This Sunday, the US-based Academy of Motion Picture Arts and Sciences will be giving out its highly coveted Oscar awards for excellence in filmmaking.
Actually, that’s not true. The Academy won’t be giving anybody anything on Sunday. Instead, it will be loaning an Oscar to each award-winner, who may hold onto it for as long as she likes and even pass it on to her heirs, but cannot sell the gold statuette to anyone without first offering to sell it back to the Academy for the handsome sum of $1. If, instead, she tries to hawk it for cash, she’ll hear from David W. Quinto, the Academy’s lawyer, in about the time it takes her to second-guess her eBay starting price.

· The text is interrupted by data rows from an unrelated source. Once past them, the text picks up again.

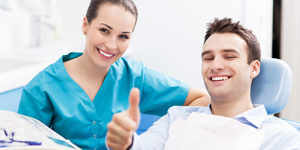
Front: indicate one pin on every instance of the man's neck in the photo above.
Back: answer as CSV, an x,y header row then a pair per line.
x,y
230,108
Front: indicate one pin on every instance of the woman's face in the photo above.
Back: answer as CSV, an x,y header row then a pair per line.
x,y
108,35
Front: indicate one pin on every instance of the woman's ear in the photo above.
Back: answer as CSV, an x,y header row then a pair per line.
x,y
255,68
85,24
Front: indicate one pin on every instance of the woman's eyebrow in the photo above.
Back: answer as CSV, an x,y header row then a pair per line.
x,y
112,28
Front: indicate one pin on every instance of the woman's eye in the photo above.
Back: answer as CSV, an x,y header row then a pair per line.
x,y
104,31
123,36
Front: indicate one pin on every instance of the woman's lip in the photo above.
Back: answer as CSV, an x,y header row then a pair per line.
x,y
105,51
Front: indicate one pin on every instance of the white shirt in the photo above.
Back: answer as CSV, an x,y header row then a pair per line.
x,y
279,135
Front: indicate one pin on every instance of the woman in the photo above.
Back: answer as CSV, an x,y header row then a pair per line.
x,y
77,95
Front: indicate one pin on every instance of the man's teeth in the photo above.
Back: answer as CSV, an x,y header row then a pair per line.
x,y
107,55
219,78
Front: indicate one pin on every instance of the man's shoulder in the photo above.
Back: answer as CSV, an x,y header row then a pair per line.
x,y
279,134
275,122
184,111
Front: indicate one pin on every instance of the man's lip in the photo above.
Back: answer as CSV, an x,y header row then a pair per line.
x,y
214,76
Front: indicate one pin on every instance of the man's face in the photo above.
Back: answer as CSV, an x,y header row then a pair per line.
x,y
225,70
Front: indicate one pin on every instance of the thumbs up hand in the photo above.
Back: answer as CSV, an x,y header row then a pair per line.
x,y
124,124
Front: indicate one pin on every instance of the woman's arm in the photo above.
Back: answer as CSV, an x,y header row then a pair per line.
x,y
197,97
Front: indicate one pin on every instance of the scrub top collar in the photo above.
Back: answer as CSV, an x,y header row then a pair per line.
x,y
75,87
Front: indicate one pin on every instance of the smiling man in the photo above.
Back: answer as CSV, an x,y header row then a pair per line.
x,y
230,61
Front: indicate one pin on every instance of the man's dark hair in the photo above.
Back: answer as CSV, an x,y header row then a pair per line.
x,y
227,26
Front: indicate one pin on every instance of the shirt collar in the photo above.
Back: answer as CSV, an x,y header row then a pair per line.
x,y
255,116
207,110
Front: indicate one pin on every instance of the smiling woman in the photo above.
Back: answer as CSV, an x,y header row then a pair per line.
x,y
78,94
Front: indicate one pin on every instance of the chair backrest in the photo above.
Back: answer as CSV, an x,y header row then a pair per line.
x,y
272,87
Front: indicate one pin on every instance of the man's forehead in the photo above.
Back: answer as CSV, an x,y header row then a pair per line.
x,y
224,43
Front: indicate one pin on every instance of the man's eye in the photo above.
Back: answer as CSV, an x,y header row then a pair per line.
x,y
230,57
208,58
104,30
123,36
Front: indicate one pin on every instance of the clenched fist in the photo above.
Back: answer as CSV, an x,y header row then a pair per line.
x,y
124,124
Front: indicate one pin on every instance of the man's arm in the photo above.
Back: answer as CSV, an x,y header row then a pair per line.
x,y
197,97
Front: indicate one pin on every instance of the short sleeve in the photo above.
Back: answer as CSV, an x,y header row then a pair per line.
x,y
160,92
32,106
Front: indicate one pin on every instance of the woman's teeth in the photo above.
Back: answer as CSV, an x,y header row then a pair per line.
x,y
219,78
107,55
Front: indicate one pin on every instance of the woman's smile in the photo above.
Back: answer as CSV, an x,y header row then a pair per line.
x,y
105,54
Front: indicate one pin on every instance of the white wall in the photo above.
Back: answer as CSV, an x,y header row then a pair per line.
x,y
290,53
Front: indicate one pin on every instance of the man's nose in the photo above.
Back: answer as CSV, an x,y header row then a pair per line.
x,y
217,65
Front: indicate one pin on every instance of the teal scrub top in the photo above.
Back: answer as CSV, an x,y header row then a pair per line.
x,y
55,99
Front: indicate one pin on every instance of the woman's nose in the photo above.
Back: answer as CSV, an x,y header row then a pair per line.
x,y
111,43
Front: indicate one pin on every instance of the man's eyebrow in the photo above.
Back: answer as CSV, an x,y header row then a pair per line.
x,y
112,28
230,51
107,26
206,52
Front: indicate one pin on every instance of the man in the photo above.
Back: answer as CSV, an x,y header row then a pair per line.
x,y
230,61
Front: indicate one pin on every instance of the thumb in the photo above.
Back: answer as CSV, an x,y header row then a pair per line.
x,y
134,100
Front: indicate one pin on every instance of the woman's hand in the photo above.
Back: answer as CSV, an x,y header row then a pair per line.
x,y
124,124
197,97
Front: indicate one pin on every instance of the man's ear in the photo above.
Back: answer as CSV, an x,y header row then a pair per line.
x,y
85,24
255,68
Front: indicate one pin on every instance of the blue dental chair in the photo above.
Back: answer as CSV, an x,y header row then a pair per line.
x,y
274,94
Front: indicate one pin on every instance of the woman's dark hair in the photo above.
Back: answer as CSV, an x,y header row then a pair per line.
x,y
227,26
94,6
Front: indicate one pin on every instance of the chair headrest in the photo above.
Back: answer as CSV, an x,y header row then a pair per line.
x,y
273,86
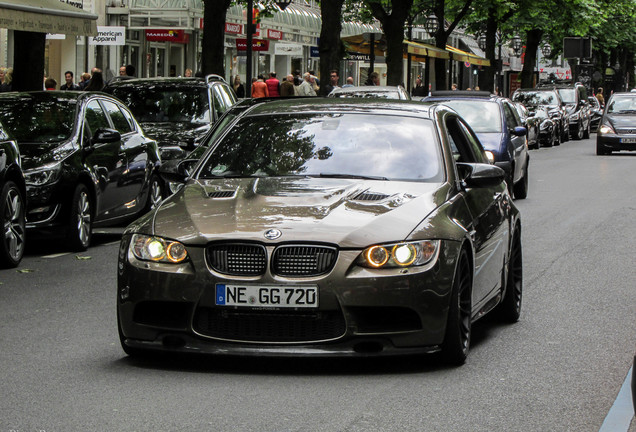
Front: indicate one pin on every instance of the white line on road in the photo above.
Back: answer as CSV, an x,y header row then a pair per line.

The Academy is extremely protective of the Oscar’s singular stature and has fought tirelessly to keep the award from becoming a salable commodity, and to purge the world of Oscar knock-offs. Quinto, whose firm has represented the Academy for the past two and half decades, sends notices to potential trademark violators almost every day: A confectioner that makes Oscar-shaped chocolates. Adult stores selling smutty Oscar replicas. Websites such as Oscarwatch.com.
Since 1950, Oscar winners have had to sign a contract guaranteeing the Academy the right of first refusal to buy the statuettes back should the winners or their heirs decide on selling.
By 2006, analysts estimated that some 150 Oscars had been sold in total, and about half of them had been awarded after 1950, meaning that their sale was in violation of the Academy’s contract, according to Forbes.
The Academy didn’t respond to a request for a copy of the contract, but it outlines its policy on its website:
Award winners shall not sell or otherwise dispose of the Oscar statuette, nor permit it to be sold or disposed of by operation of law, without first offering to sell it to the Academy for the sum of $1.00. This provision shall apply also to the heirs and assigns of Academy Award winners who may acquire a statuette by gift or bequest.